Author: Beth Revis
Pages: 398
Publication: January 11, 2011
Pubisher: Razorbill
Summary taken from goodreads:
Seventeen-year-old Amy joins her parents as frozen cargo aboard the vast spaceship Godspeed and expects to awaken on a new planet, three hundred years in the future. Never could she have known that her frozen slumber would come to an end fifty years too soon and that she would be thrust into the brave new world of a spaceship that lives by its own rules.
Amy quickly realizes that her awakening was no mere computer malfunction. Someone - one of the few thousand inhabitants of the spaceship - tried to kill her. And if Amy doesn't do something soon, her parents will be next.
Now, Amy must race to unlock Godspeed's hidden secrets.
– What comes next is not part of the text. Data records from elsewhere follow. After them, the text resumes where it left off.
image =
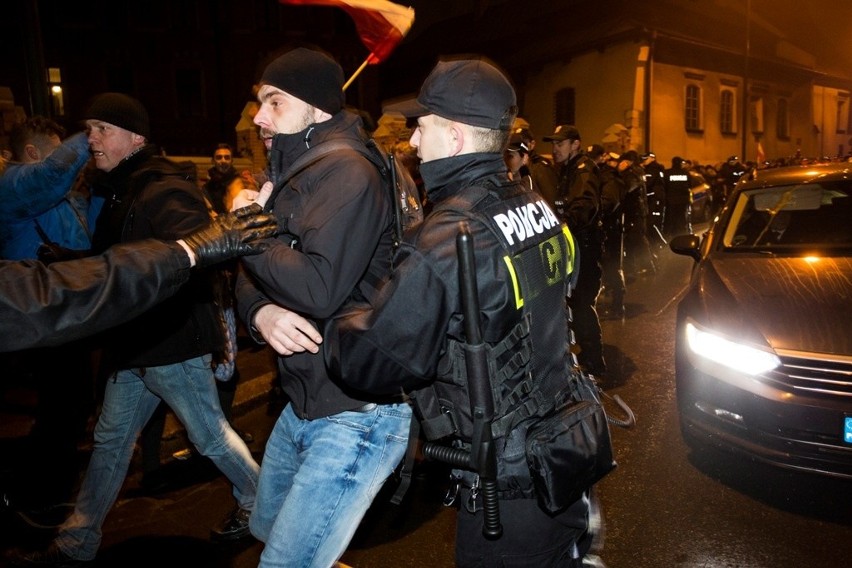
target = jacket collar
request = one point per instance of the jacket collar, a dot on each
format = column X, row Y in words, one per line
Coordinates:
column 447, row 176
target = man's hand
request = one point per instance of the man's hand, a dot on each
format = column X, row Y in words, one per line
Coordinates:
column 285, row 331
column 230, row 235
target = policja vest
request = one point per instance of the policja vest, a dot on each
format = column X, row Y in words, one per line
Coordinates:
column 531, row 365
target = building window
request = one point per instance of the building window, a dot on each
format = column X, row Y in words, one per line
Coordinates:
column 727, row 112
column 190, row 98
column 54, row 83
column 692, row 112
column 782, row 120
column 564, row 105
column 842, row 115
column 757, row 119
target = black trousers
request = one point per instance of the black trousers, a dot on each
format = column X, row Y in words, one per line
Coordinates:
column 586, row 325
column 531, row 538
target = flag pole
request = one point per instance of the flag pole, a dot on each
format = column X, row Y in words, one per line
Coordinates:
column 357, row 72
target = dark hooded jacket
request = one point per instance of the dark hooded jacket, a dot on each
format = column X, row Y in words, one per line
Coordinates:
column 148, row 196
column 335, row 248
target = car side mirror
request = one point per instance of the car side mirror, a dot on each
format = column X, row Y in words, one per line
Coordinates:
column 688, row 245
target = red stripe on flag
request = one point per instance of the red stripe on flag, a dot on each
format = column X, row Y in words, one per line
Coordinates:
column 381, row 24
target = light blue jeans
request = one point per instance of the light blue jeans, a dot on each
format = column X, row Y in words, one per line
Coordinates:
column 129, row 400
column 318, row 478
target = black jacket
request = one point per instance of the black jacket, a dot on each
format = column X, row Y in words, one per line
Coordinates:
column 335, row 248
column 579, row 194
column 403, row 342
column 148, row 196
column 50, row 305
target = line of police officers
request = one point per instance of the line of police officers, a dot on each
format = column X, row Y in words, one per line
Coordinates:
column 621, row 208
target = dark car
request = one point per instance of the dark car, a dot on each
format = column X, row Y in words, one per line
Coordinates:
column 764, row 331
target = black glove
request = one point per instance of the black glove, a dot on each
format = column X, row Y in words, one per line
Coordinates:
column 233, row 234
column 49, row 253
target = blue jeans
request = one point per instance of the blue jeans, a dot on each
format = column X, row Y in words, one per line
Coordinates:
column 129, row 400
column 318, row 478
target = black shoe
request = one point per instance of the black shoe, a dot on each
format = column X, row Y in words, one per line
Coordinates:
column 52, row 556
column 48, row 517
column 233, row 527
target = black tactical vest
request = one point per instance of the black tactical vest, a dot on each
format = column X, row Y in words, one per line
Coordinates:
column 531, row 364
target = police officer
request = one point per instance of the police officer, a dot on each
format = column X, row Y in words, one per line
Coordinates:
column 729, row 174
column 540, row 169
column 613, row 192
column 579, row 206
column 638, row 257
column 655, row 189
column 678, row 198
column 464, row 113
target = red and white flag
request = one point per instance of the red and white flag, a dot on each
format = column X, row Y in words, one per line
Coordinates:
column 380, row 24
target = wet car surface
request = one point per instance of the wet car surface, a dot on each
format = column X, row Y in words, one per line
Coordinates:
column 763, row 343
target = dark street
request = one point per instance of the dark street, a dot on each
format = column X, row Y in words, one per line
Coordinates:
column 663, row 506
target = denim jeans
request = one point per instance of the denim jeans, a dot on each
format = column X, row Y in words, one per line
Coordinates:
column 130, row 399
column 318, row 478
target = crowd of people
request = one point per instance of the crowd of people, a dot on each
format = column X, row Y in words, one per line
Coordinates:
column 310, row 259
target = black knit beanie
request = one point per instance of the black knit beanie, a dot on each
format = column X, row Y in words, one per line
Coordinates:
column 309, row 75
column 120, row 110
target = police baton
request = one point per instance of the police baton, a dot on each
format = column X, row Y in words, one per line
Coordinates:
column 482, row 456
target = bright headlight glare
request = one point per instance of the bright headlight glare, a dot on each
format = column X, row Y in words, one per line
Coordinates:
column 739, row 357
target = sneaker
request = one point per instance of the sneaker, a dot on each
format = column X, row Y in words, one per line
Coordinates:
column 52, row 556
column 233, row 527
column 183, row 454
column 48, row 517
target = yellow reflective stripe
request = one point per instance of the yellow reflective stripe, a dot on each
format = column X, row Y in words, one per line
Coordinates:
column 519, row 301
column 569, row 266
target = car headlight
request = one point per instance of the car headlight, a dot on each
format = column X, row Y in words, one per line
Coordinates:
column 737, row 356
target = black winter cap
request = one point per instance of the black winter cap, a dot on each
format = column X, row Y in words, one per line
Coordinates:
column 309, row 75
column 120, row 110
column 470, row 91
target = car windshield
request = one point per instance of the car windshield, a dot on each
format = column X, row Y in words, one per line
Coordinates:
column 812, row 215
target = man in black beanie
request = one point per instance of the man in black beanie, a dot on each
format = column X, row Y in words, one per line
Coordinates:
column 166, row 353
column 332, row 447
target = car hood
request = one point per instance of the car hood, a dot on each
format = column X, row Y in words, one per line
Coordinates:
column 791, row 302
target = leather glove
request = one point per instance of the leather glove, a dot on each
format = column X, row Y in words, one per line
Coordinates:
column 49, row 253
column 230, row 235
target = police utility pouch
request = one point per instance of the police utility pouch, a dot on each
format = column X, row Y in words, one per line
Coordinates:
column 570, row 449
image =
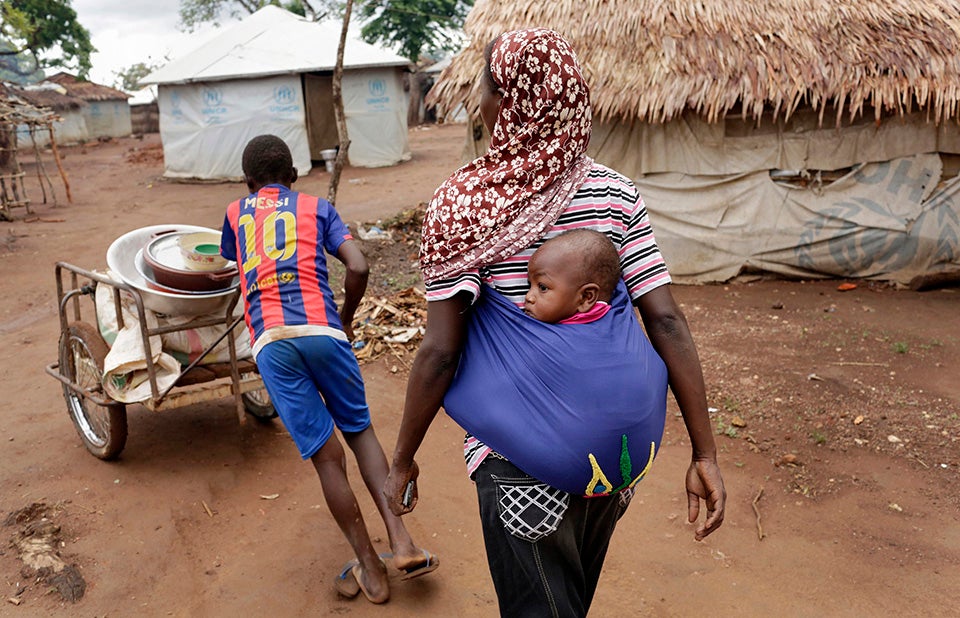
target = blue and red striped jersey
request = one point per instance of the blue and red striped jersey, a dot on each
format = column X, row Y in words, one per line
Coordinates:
column 277, row 237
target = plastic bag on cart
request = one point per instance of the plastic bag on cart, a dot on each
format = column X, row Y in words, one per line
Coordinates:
column 126, row 375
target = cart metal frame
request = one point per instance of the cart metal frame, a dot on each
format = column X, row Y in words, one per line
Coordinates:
column 196, row 383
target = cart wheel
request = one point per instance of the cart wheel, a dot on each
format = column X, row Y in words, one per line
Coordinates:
column 257, row 404
column 103, row 429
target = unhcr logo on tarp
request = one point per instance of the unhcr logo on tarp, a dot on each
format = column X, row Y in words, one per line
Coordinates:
column 213, row 106
column 284, row 100
column 378, row 92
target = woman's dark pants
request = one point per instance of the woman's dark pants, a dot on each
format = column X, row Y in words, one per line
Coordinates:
column 545, row 547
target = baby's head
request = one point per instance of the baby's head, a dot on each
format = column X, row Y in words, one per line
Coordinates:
column 267, row 160
column 569, row 273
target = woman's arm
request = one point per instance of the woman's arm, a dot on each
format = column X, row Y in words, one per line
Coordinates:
column 667, row 329
column 431, row 374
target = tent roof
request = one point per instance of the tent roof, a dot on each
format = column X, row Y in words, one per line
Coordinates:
column 272, row 41
column 655, row 59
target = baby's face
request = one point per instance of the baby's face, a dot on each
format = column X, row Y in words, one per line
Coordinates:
column 553, row 295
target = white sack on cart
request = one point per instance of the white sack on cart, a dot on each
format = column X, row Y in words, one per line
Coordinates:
column 185, row 345
column 126, row 376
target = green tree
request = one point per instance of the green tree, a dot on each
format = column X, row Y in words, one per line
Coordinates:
column 39, row 34
column 128, row 79
column 414, row 26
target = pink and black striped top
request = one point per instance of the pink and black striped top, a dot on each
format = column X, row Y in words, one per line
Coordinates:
column 607, row 202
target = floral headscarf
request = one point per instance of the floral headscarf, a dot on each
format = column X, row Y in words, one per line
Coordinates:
column 505, row 200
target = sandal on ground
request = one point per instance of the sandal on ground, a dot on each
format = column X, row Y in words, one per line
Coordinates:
column 428, row 565
column 346, row 583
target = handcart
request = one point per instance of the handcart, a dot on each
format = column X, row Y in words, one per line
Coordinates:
column 102, row 421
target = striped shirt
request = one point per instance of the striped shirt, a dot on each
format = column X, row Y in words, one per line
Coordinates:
column 607, row 202
column 278, row 237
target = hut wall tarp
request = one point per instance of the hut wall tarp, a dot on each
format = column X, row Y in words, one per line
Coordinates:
column 716, row 209
column 70, row 128
column 892, row 220
column 205, row 126
column 376, row 110
column 693, row 146
column 109, row 118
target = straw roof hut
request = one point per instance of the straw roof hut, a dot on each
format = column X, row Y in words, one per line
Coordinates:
column 24, row 113
column 68, row 121
column 106, row 113
column 856, row 102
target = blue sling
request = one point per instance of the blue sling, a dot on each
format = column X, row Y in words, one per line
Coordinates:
column 581, row 407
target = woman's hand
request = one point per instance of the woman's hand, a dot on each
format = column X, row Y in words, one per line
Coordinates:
column 395, row 491
column 705, row 483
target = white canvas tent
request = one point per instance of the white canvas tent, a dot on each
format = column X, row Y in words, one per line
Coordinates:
column 272, row 73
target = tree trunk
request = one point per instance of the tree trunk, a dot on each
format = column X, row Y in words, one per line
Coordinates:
column 344, row 139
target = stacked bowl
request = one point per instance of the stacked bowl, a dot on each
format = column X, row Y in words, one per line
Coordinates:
column 177, row 269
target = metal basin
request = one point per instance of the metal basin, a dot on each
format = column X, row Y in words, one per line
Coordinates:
column 121, row 259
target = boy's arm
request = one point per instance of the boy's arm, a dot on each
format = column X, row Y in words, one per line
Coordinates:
column 668, row 332
column 354, row 282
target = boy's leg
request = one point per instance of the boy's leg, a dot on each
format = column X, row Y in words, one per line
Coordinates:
column 331, row 467
column 293, row 390
column 337, row 375
column 373, row 468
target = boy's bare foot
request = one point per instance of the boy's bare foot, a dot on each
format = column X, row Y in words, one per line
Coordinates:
column 373, row 583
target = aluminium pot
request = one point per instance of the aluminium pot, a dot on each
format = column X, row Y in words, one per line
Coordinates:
column 121, row 260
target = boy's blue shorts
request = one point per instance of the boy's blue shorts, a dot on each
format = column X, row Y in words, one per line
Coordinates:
column 313, row 383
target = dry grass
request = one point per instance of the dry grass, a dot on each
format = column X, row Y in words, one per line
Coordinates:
column 654, row 59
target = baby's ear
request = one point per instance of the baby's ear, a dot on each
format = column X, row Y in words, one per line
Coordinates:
column 588, row 295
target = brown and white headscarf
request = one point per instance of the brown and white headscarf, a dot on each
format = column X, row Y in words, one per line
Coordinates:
column 505, row 200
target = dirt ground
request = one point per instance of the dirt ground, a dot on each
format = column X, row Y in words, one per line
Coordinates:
column 836, row 414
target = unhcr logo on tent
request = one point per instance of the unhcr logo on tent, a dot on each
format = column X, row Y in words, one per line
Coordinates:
column 212, row 103
column 378, row 92
column 284, row 100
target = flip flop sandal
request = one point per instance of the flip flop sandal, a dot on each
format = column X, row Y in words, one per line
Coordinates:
column 430, row 564
column 346, row 583
column 356, row 571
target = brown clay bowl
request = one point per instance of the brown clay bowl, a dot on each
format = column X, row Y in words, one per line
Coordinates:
column 162, row 254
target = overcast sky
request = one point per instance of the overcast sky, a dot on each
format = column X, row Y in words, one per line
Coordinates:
column 129, row 31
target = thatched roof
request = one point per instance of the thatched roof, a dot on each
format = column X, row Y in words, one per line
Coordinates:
column 88, row 91
column 14, row 109
column 654, row 59
column 48, row 98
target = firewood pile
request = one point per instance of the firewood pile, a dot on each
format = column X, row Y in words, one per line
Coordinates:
column 391, row 325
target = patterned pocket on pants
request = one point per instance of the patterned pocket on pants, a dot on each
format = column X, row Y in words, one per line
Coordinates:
column 529, row 510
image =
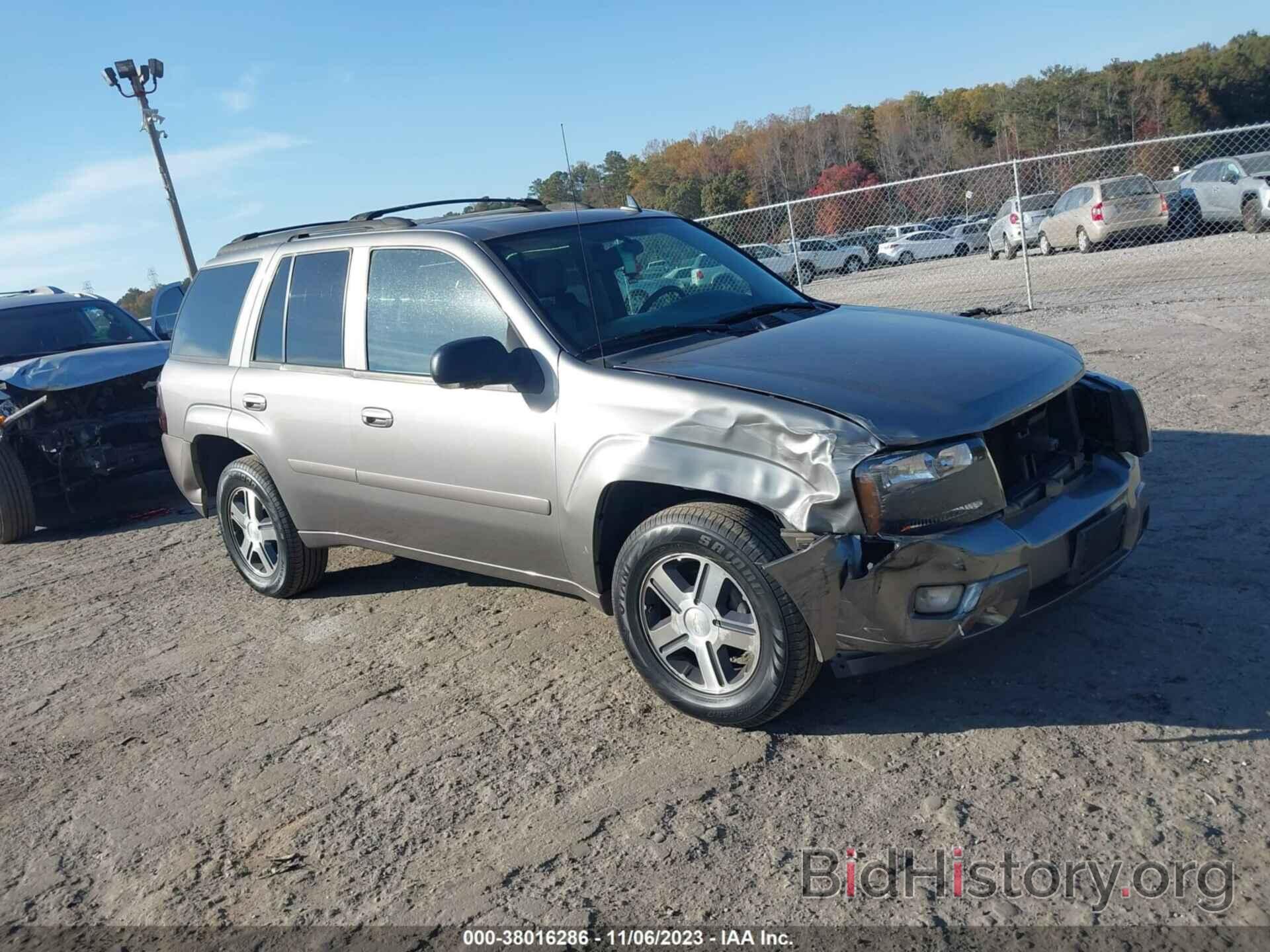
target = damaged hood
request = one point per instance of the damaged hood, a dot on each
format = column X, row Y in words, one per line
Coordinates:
column 80, row 368
column 908, row 377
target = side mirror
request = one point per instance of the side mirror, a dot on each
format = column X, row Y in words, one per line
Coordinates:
column 163, row 325
column 483, row 362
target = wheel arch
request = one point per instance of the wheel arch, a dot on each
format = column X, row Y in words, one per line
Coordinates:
column 211, row 455
column 624, row 504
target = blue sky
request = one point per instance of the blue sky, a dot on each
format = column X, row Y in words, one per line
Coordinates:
column 282, row 113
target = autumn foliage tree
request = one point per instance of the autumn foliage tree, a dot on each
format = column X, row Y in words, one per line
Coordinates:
column 835, row 218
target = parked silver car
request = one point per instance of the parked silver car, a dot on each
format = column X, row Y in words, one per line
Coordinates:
column 972, row 237
column 1007, row 233
column 1235, row 190
column 1091, row 214
column 751, row 480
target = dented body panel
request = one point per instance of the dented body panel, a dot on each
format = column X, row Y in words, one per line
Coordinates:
column 527, row 483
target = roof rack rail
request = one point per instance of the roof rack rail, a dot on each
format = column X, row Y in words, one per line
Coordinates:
column 378, row 212
column 38, row 290
column 251, row 235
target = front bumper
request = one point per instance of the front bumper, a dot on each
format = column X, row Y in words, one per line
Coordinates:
column 1011, row 567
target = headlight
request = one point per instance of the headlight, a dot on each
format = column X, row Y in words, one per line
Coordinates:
column 927, row 491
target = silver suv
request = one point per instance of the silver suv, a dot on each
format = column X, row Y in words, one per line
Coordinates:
column 751, row 481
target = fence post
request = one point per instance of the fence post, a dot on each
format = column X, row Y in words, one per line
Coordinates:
column 798, row 262
column 1023, row 231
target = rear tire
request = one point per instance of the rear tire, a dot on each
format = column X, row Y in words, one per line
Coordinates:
column 17, row 503
column 661, row 564
column 1253, row 220
column 259, row 536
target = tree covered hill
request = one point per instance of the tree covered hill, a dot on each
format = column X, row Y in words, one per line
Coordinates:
column 803, row 153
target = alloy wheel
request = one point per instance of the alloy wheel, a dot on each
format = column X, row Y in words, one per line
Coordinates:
column 254, row 532
column 700, row 623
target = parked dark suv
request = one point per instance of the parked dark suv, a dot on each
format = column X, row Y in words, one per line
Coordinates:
column 77, row 401
column 751, row 480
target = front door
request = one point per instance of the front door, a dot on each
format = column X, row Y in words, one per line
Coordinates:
column 462, row 474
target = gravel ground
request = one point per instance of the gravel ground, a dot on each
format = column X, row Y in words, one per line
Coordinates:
column 413, row 746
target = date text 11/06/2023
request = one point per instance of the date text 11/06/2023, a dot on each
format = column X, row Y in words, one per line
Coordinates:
column 691, row 938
But out of her list of murder suspects, there's only one who matters: Elder, the future leader of the ship and the love she could never have seen coming.
3 STARS - I LIKED IT ENOUGH
MY REVIEW:
I can see why people raved about this book so much when it first came out. The constant twists and turns were almost as fun as a rollercoaster and the writing was very well done. While the pacing was pretty slow in the beginning, the writing itself was engaging, which helped amp up the suspense once the murders started.
However, even with the unraveling of the mysteries and lies, I still couldn't bring myself to care about the story much. My initial suspicions and guesses turned out to be true; they were pretty obvious, really. Although there were some unexpected secrets revealed, it do much of a difference to my opinion and sympathy towards the characters.
I didn't really connect with the characters much. Amy irritated me half of the time since she only looked at the past and only thought of her dad. I understand that I wouldn't want to be in her situation where everyone thought that she was liar, but I wouldn't spend most of my time wallowing in angst and constantly saying that I have to protect my parents and never actually doing anything about it.
Elder was pretty okay. He was always trying to figure out how he would be a great leader when it would be his turn in the future. That is, when he was so preoccupied with his with Amy and his "love" for her. I don't like how he had the whole "love at first sight" cliche. It didn't really seem all that believable.
While the book raises some interesting moral questions, I'm still not sure if I want to buy the sequel when it comes out.